A little further up, there when Paula Gomes Parnaíba crosses, close to the Manoel Ribas, the houses have nice face, decorated gates to open the lock, with shapes of flowers and leaves and colors white, green and brown. A coladinha in the other as the road descends toward the center. Gradually, small residential buildings are emerging, thing four or five floors. The facade of one of them Lauro Correia da Silva considers every morning when he puts his nose out the door and gets to sweep the fallen leaves on the sidewalk. Lauro is one of the buildings Porter Paula twelve years and six months ago has a new companion for the morning work: it is Edna Santana, janitor of the building opposite, who sweeps the street six times a week and always at eight in the morning, because otherwise "looks like a corridor of leaf."

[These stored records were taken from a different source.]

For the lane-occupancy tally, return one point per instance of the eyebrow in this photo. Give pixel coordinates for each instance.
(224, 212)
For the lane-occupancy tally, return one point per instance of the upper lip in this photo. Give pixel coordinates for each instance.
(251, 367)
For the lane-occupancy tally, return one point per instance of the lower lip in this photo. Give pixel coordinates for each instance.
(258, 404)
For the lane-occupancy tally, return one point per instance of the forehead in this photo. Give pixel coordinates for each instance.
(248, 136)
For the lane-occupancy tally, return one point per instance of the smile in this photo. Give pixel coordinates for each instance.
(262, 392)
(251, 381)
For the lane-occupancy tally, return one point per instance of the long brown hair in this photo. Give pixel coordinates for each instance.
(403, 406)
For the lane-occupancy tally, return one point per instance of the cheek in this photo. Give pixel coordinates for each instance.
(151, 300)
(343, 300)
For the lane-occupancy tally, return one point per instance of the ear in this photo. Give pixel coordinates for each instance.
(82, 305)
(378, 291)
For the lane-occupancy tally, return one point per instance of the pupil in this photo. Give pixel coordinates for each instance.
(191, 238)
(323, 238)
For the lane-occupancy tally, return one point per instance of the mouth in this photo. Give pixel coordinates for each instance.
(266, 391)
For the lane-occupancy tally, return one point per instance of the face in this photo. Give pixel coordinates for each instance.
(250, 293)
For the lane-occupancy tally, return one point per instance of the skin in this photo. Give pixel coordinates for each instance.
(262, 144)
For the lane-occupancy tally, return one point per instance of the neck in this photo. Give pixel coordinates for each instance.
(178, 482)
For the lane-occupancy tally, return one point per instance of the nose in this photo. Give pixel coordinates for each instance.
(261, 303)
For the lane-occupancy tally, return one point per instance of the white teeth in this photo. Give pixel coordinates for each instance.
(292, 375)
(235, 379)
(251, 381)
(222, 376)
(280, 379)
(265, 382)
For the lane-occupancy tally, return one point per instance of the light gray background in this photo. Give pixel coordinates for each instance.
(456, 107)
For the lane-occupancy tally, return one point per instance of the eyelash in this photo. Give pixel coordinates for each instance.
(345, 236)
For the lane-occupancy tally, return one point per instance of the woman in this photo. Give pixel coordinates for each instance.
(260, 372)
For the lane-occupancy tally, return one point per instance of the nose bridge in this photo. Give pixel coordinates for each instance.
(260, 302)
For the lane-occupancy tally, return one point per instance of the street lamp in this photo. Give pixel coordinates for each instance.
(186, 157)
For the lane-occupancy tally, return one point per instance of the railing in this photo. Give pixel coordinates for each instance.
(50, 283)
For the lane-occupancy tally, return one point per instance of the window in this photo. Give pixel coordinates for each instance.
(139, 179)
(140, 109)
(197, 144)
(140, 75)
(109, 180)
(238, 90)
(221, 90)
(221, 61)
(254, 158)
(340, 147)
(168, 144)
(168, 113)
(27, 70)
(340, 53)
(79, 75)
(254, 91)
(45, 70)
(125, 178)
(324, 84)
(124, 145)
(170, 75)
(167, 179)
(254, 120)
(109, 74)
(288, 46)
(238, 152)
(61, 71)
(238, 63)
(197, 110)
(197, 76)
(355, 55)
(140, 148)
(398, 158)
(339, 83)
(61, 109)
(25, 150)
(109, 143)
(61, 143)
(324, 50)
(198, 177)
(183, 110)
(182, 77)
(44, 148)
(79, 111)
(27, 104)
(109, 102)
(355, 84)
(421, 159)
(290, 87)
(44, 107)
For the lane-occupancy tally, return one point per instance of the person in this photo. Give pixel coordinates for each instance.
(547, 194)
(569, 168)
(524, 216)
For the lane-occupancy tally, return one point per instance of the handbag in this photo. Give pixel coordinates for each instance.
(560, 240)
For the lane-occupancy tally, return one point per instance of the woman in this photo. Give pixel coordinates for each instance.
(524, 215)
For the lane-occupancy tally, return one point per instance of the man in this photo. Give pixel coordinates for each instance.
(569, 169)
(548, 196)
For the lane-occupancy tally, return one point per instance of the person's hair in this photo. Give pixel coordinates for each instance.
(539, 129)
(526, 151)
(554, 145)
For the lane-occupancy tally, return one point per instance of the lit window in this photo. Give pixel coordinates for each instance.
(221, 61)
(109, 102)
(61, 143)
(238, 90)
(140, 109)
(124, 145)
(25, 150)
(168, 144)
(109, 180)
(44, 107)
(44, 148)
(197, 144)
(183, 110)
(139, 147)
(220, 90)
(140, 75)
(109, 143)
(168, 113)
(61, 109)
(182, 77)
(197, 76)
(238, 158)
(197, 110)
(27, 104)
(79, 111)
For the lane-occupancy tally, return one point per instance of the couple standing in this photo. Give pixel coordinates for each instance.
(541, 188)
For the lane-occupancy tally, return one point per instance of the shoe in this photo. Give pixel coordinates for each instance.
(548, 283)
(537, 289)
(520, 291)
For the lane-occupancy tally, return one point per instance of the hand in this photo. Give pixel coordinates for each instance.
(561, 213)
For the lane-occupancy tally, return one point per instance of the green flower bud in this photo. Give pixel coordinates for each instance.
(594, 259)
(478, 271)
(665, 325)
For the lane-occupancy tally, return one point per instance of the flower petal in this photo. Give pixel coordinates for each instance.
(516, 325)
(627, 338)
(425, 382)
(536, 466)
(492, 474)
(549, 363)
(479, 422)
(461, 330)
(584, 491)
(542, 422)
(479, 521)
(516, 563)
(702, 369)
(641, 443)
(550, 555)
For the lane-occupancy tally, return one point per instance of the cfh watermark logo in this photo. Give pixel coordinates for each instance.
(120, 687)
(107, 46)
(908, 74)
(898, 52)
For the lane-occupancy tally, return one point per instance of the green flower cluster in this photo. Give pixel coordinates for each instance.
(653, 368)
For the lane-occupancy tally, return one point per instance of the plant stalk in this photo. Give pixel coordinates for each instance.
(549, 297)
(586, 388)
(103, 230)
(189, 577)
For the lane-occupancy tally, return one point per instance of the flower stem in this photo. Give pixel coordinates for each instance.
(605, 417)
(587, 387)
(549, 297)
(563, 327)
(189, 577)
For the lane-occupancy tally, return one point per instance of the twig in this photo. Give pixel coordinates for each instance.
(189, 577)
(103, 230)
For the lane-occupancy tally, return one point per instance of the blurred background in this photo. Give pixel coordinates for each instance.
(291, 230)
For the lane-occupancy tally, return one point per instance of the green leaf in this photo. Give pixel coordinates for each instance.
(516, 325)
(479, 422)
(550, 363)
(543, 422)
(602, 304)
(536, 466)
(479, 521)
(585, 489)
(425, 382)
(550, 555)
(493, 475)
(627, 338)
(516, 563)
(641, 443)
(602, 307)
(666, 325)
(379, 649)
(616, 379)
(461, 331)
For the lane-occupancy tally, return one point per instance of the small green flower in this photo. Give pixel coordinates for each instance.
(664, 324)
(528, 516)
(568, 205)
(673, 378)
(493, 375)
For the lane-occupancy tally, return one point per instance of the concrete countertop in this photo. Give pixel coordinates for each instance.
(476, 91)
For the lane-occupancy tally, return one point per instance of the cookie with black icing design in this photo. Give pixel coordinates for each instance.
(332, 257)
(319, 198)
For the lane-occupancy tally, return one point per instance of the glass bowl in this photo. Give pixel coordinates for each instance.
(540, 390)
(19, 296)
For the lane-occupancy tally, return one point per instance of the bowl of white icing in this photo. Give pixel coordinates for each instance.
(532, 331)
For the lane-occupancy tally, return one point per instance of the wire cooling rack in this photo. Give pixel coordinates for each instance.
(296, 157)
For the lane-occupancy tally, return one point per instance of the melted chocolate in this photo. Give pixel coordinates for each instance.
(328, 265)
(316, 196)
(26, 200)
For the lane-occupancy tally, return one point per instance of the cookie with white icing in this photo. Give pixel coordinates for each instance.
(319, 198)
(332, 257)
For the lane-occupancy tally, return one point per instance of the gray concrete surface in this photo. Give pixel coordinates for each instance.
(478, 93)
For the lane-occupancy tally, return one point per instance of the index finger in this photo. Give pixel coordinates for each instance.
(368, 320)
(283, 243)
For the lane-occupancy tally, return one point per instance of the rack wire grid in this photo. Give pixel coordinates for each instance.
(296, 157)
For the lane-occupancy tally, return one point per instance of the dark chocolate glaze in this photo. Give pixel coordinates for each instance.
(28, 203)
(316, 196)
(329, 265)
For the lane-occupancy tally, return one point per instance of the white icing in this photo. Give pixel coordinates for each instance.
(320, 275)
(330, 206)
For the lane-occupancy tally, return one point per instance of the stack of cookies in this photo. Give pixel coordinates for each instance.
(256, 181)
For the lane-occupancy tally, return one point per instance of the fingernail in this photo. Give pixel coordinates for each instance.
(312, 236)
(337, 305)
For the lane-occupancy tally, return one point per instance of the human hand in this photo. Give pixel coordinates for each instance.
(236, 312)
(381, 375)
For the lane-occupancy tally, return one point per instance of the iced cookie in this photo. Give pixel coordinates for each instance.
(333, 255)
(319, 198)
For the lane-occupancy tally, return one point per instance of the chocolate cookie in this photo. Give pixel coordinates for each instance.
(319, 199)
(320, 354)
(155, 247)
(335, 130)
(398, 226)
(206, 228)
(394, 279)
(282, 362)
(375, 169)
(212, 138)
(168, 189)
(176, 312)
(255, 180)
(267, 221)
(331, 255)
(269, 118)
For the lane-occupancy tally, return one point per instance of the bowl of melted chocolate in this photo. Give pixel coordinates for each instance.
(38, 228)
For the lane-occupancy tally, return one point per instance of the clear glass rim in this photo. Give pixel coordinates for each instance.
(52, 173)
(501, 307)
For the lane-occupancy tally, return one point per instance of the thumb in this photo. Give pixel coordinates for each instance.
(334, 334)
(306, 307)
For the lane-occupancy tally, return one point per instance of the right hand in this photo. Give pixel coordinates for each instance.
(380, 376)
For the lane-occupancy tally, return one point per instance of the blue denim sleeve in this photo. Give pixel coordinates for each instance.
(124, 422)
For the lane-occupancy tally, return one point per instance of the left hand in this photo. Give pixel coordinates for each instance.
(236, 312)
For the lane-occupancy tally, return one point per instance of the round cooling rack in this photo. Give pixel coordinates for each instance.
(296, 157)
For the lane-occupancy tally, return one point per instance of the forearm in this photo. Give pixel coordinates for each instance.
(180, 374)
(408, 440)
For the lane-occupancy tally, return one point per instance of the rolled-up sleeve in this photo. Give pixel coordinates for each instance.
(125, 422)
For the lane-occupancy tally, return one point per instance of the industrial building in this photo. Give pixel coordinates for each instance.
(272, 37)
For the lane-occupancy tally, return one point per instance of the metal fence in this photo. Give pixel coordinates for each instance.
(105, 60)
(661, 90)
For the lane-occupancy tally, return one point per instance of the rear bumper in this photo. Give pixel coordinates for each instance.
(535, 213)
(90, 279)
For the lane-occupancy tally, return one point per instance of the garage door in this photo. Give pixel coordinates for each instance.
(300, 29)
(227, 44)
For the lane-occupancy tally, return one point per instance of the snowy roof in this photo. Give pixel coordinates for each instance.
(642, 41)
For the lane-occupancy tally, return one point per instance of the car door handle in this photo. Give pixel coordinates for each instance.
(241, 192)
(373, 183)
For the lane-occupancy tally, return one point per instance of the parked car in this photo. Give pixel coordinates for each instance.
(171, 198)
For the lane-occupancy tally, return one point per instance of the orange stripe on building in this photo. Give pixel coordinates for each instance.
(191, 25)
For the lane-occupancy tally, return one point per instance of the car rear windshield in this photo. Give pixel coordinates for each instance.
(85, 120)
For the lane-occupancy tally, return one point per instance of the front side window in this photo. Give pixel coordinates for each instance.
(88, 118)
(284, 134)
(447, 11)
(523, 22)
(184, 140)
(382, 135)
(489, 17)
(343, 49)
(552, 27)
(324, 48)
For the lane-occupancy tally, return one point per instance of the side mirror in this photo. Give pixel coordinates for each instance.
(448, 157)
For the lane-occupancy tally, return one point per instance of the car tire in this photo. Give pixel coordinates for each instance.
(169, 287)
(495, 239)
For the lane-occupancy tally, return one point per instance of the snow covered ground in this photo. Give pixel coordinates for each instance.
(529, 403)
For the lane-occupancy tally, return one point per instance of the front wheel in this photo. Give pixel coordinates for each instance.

Vera Lucia, a few blocks later, calls the evening of Paula. He says it's dangerous. The bar in front of the house sewing Vera (The Torto, famous for sidewalk tables and the fried dumplings) are on vacation. She suspects the reason alleged by the owner of rest, for Vera, he wanted to give it some time in the concentration of drunks who hang out amazing the parish. The couture house, which needs to be closed up to 18h (security issue), Vera sees now and then, either sitting on the sidewalk drunk Paula empty at night, or hear the assaults on the court, therefore, the Duke of Caxias. But this weekend is over, even when the staff comes through malicious drunk the Largo da Ordem, she says. When is early, around ten, and The Crooked is full, it is more peaceful and enlightened. The bar, incidentally, is elected by Dani Ribeiro as one of the coolest beer to go. The street is nice, the staff is on the sidewalk, has pool and close to everything. The Crooked Something has to fill with people like that.


Marginality Paula's not enough to be a chronic problem, but it bothers. For Claudius the Butcher, has been worse when the region was full pension. Today, for him, who brings more mess are the same bars. Brexi claims of the Portuguese who thinks only those who sell clothing is a thief of clothesline. Daniel Rodriguez and his mother had just arrived from Sao Paulo directly to Paula and did a week that had opened a thrift store. The goal of both is "spawn" the old clothes and work with only the couture. Among silks, sequins and glitter, he says the low price of renting the space outweighs the danger of robberies: Paula is better than other parts of the city center. Probably, Lino will look crooked to the store of Daniel, but do not worry too much because he says that this type of establishment opens and closes in an instant. One year is the period of bankruptcy or change of owner aware that the Portuguese to provide spaces for Paula.


is also curious the end of Paula. She just snuggle Riachuelo, which is known for selling antique furniture (and by night, by their seductive girls). On one hand, the controversial naked man and his wife Paula observe our attention. Another, Eternal Praise the board announces the establishment's self-titled Evangelical Mercadão selling CDs of religious music. Side, the Evangelical Shop offers songs recorded by Shalom Records, plus plenty of fashion for couples, teenagers and children evangelical.